Read more: ‘The war in Yemen has destroyed us’
End to war in sight?
A Saudi-led military coalition has been waging a brutal war against the Huthi insurgency in Yemen since 2015. Tens of thousands of people have died in the conflict and the UN has called it the world’s worst humanitarian crisis.
In a statement from UN headquarters in New York, Griffiths welcomed “the desire for a political solution to end the conflict.” He also stressed “the importance of taking advantage of this opportunity and moving forward with all necessary steps to reduce violence, military escalation and unhelpful rhetoric.”
Saudi Arabia issued a cautious response on Saturday. “We judge other parties by their deeds, actions and not by their words, so we will see [whether] they actually do this or not,” Foreign Minister Adel al-Jubeir said.
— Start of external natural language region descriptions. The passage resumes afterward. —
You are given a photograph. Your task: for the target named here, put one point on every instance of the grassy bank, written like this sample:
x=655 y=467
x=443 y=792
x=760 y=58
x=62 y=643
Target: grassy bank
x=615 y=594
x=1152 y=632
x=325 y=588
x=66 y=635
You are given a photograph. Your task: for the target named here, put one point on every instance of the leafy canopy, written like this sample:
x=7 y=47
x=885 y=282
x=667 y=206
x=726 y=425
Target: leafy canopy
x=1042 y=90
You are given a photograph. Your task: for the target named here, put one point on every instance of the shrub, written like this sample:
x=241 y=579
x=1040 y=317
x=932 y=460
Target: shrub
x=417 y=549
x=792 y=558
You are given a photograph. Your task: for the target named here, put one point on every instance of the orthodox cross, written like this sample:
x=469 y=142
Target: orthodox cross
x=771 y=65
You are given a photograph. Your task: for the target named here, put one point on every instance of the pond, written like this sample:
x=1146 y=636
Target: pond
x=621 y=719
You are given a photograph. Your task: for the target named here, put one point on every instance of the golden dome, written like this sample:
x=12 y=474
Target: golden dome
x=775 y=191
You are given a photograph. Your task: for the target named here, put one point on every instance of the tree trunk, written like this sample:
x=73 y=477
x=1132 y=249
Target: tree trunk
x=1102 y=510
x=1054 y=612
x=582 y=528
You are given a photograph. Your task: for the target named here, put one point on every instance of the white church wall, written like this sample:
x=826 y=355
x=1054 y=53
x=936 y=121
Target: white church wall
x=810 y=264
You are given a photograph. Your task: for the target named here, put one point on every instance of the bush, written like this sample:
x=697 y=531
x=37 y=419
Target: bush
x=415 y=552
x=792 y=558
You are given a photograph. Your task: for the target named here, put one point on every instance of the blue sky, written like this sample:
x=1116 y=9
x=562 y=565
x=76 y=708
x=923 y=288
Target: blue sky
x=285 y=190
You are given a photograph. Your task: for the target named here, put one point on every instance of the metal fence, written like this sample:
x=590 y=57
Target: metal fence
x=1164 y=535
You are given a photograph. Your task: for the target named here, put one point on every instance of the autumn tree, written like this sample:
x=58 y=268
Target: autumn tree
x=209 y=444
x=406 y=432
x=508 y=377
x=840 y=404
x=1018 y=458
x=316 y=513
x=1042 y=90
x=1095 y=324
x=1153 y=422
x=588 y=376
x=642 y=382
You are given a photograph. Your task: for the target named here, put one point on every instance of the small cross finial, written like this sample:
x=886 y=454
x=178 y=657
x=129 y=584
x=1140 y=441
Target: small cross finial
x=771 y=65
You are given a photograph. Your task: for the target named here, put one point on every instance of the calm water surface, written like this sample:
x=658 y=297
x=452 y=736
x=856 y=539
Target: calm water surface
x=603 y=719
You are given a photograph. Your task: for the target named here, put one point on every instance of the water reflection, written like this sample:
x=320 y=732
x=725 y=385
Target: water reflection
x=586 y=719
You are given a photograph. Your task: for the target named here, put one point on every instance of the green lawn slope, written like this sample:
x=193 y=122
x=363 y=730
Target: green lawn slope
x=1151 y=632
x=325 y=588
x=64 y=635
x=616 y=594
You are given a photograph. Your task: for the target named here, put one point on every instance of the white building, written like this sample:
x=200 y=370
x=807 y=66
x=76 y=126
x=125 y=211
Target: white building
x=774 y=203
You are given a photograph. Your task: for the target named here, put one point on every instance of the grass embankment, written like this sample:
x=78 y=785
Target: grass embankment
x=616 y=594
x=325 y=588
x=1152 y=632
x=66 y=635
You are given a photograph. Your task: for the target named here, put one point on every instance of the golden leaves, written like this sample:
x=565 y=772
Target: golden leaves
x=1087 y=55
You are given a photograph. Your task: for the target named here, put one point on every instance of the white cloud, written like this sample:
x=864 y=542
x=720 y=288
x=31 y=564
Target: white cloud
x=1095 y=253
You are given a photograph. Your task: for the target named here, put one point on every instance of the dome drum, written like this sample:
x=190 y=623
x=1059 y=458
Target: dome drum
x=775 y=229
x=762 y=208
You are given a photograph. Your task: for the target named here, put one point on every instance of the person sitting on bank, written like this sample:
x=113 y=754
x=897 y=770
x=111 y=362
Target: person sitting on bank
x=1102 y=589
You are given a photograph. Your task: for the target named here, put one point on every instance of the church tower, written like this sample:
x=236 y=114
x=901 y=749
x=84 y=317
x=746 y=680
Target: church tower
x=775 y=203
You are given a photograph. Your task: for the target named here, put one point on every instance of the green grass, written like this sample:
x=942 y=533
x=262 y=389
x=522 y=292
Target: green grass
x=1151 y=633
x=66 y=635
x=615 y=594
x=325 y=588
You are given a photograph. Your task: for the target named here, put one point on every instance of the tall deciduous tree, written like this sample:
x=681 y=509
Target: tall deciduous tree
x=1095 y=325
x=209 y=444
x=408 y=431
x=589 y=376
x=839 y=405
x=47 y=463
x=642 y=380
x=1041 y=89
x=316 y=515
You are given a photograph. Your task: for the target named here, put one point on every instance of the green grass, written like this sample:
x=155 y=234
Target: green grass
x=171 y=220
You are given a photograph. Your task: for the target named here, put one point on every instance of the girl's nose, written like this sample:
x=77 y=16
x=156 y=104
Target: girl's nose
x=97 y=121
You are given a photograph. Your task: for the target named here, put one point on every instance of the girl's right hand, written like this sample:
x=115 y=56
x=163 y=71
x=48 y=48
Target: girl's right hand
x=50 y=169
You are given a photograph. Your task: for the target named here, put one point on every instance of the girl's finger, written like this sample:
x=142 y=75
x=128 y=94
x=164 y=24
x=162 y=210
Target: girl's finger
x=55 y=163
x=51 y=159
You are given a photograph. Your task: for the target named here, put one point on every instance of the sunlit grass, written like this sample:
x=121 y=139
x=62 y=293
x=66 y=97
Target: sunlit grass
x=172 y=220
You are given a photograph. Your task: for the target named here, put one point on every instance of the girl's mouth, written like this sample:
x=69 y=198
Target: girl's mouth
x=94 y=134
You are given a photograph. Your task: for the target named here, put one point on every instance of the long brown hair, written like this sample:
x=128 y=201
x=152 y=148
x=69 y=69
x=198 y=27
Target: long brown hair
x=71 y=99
Read more: Covering Yemen’s ‘forgotten’ war
Saudi oil production hit
The Huthis’ announcement comes a week after drone strikes on September 14 caused significant damage to Saudi oil facilities, knocking out half the country’s oil production.
Yemen’s Huthi rebels have claimed responsibility, but the US and Saudi Arabia suspect Iran is behind the strike. Iran, which backs the Huthis, has denied blame.
Following the attack, United States President Donald Trump on Friday approved the deployment of US troops to Saudi Arabia. The Pentagon said the deployment, which comes at Riyadh’s request, would be “defensive in nature.”